In that bubble, I see a very few students during their remote time. Each second of those appointments with students, I treasure. I believe I always treasured those moments, but now they feel precious. When I get to see a Christmas tree, or comment on a funny t-shirts. When a student is anxious to share their written story or write a new one together. This is what drives me forward. That and the promise of a future that resembles my past.
As we write, the young writers earnestly tilt their screens down to share their print on the page with me. We collaborate, we discuss, we celebrate, and we generally get the business done in a way that I would have never imagined last year or perhaps even last week. I’ve come to treat this time as I would a conference in real life. I plan for it, I inquire, I listen, I encourage, and also, I treasure.

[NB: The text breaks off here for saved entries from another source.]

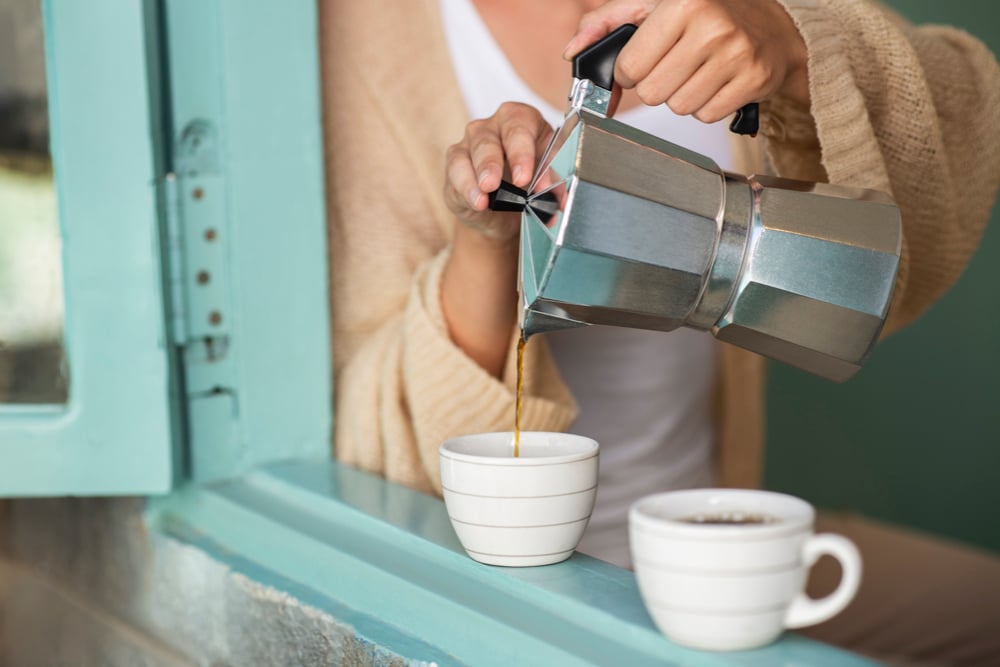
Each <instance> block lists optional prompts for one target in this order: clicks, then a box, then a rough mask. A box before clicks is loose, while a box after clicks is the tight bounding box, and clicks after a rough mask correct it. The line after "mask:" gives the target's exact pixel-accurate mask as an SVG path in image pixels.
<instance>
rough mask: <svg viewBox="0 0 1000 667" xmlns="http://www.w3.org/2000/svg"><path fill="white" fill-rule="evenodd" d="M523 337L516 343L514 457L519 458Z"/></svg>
mask: <svg viewBox="0 0 1000 667" xmlns="http://www.w3.org/2000/svg"><path fill="white" fill-rule="evenodd" d="M527 342H528V341H526V340H525V339H524V338H523V337H522V338H521V339H520V340H518V341H517V399H516V401H515V403H514V456H520V455H521V452H520V448H521V392H522V391H523V390H524V346H525V345H526V344H527Z"/></svg>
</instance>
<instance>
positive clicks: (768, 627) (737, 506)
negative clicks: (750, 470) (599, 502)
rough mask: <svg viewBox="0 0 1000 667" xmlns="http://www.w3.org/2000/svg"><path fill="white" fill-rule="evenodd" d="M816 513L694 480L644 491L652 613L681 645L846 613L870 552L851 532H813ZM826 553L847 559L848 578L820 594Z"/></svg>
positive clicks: (789, 501) (645, 568) (734, 638)
mask: <svg viewBox="0 0 1000 667" xmlns="http://www.w3.org/2000/svg"><path fill="white" fill-rule="evenodd" d="M814 517H815V511H814V510H813V507H812V505H810V504H809V503H807V502H806V501H804V500H802V499H800V498H796V497H794V496H789V495H785V494H781V493H772V492H769V491H753V490H745V489H695V490H690V491H673V492H668V493H660V494H654V495H651V496H646V497H645V498H641V499H639V500H637V501H636V502H635V503H633V505H632V507H631V508H630V510H629V541H630V547H631V552H632V561H633V565H634V568H635V573H636V579H637V581H638V585H639V592H640V594H641V596H642V599H643V602H644V603H645V605H646V609H647V610H648V611H649V614H650V616H651V617H652V618H653V622H654V623H655V624H656V626H657V627H658V628H659V629H660V631H661V632H662V633H663V634H665V635H666V636H667V638H669V639H670V640H672V641H674V642H676V643H678V644H683V645H685V646H690V647H693V648H700V649H708V650H717V651H732V650H741V649H749V648H754V647H757V646H763V645H765V644H768V643H770V642H772V641H774V640H775V639H777V638H778V637H779V636H780V635H781V633H782V632H783V631H784V630H785V628H798V627H804V626H807V625H814V624H816V623H820V622H822V621H825V620H827V619H828V618H831V617H832V616H835V615H836V614H838V613H840V612H841V611H842V610H843V609H844V607H846V606H847V605H848V603H850V601H851V600H852V599H853V598H854V595H855V593H856V592H857V589H858V585H859V583H860V581H861V557H860V555H859V554H858V551H857V549H856V548H855V546H854V544H853V543H852V542H851V541H850V540H848V539H847V538H845V537H842V536H840V535H832V534H820V535H816V534H813V520H814ZM747 518H750V519H751V522H744V523H740V521H745V520H746V519H747ZM824 554H828V555H831V556H833V557H834V558H836V559H837V560H838V561H840V565H841V569H842V575H841V581H840V585H839V586H838V588H837V590H835V591H834V592H833V593H831V594H830V595H829V596H827V597H825V598H822V599H820V600H813V599H811V598H809V597H808V596H807V595H806V594H805V593H804V590H803V589H804V587H805V582H806V577H807V575H808V572H809V568H810V567H811V566H812V565H813V563H815V562H816V560H817V559H819V557H820V556H822V555H824Z"/></svg>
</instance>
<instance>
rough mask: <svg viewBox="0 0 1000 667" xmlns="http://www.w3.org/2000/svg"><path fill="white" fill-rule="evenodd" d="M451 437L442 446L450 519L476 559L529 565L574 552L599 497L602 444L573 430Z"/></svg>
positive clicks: (442, 458) (452, 525)
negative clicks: (585, 436)
mask: <svg viewBox="0 0 1000 667" xmlns="http://www.w3.org/2000/svg"><path fill="white" fill-rule="evenodd" d="M518 448H519V451H518V456H516V457H515V456H514V441H513V433H511V432H502V433H479V434H475V435H468V436H462V437H459V438H453V439H451V440H448V441H446V442H444V443H442V445H441V447H440V449H439V457H440V463H441V486H442V487H443V492H444V503H445V506H446V508H447V510H448V517H449V518H450V519H451V524H452V526H453V527H454V529H455V533H456V534H457V535H458V539H459V541H460V542H461V543H462V546H463V547H464V548H465V551H466V553H468V554H469V556H470V557H471V558H473V559H474V560H477V561H479V562H481V563H487V564H490V565H506V566H514V567H520V566H531V565H548V564H550V563H558V562H560V561H563V560H566V559H567V558H569V557H570V556H571V555H572V554H573V551H574V550H575V549H576V546H577V544H579V542H580V538H581V537H583V531H584V530H585V529H586V527H587V522H588V521H589V520H590V514H591V512H592V511H593V508H594V499H595V498H596V496H597V468H598V445H597V442H595V441H594V440H592V439H590V438H586V437H584V436H580V435H573V434H569V433H547V432H541V431H523V432H521V434H520V443H519V446H518Z"/></svg>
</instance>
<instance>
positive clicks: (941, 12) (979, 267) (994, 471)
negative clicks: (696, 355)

Yesterday, this pictured writer taught me how to make hot cocoa. It occurred to me that there isn’t just one way. His way sounded just right. I wish we could have celebrated with a cup together. Today, he taught me how to draw a snowman. I carefully held my drawing up to the camera and he tilted his screen so I could see your words. We worked together to revise his directions. I listened as he sounded out each written letter, his mother prompting him to speak louder so I could hear him. The truth was, I could hear him just fine. Years of listening to subvocalization in spelling has made my hearing keener, perhaps.
He was happy and I was so happy. This home “work” is tough. Even for our youngest learners, I think it must feel isolating as well. The kiddos are used to us coaching from the sides, checking in, redirecting. They remember noticing what their classmates are doing. They remember the companionship of a classroom. At home, every one is trying to do their thing and it’s hard to keep everyone moving forward sometimes. I am happy to help. I want to discuss the finer points of pencil erasers and why there is never enough room to get all you want to say on the page. I want to smile at them with my whole face and see them smile back with theirs.
So thank you to all of my young writer friends and their parents who share this time with me. I honestly don’t know what I would do without you. You are what keep me going day after day. I think about your toothy grins, your drawings, your dialogue, your careful spelling in all of those quiet, too quiet moments when I am on my own.
Keep plugging along, you tenacious beings. I got your back.